You lost me at "free will". It is always a puzzle to me what that expression is supposed to mean, let alone how it would work in practice.
 

amorphous_constellation

Well-Known Member
1. What do you mean by transcendant?

and

2. Why must there be something transcendant?

Souls do not exist at this time

What you are advocating is a logical fallacy known as an argument from ignorance.

I was asking why you think consciousness is transcendant?

Tell me more. How do you picture a dualist atheist?

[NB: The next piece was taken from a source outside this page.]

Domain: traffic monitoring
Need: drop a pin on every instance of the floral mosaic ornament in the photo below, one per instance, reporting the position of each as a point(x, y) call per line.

Alright, so none of you believe in any transcendent element, any kind of dualism, if I understand your all of your perspectives correctly here? You would all name me a theist perhaps, well if so, in that case I would say that you all prescribe to physicalism.

Now, the Merriam-webster dictionary states that what is physical "relates to the body of the person instead of the mind."

By not believing anything whatsoever is transcendent, you render the word "physical" null and void, it does need to indicate anything. Yes that means your thoughts are physical, your mind is physical, anything existing in any form, perceptible or imperceptible, measurable or not, experiential or mental, everything is physical. So the very dictionary definition of that word you might as well scrap, along with the word itself. The word was originally put in place to actually delineate certain things as being physical, but no longer need it, it covers every available space.
 

LuisDantas

Aura of atheification
Premium Member
Alright, so none of you believe in any transcendent element, any kind of dualism,

Transcendence I value, although I don't think it is a good idea to personify or deify it. Dualism I find counterproductive.


if I understand your all of your perspectives correctly here? You would all name me a theist perhaps,

Perhaps. I'm honestly not sure.
 

amorphous_constellation

Well-Known Member
Transcendence I value, although I don't think it is a good idea to personify or deify it. Dualism I find counterproductive.

Then I don't understand how you grasp it. I think that evolution built the ability for transcendence in a human to enhance sense experience, and that object it built or become endowed with is the dualist core.
 

LuisDantas

Aura of atheification
Premium Member
Then I don't understand how you grasp it. I think that evolution built the ability for transcendence in a human to enhance sense experience, and that object it built or become endowed with is the dualist core.

Evolution is a biological phenomenom. It can't create such an ability. At most, it can conceivably enable it, which IMO is something else entirely.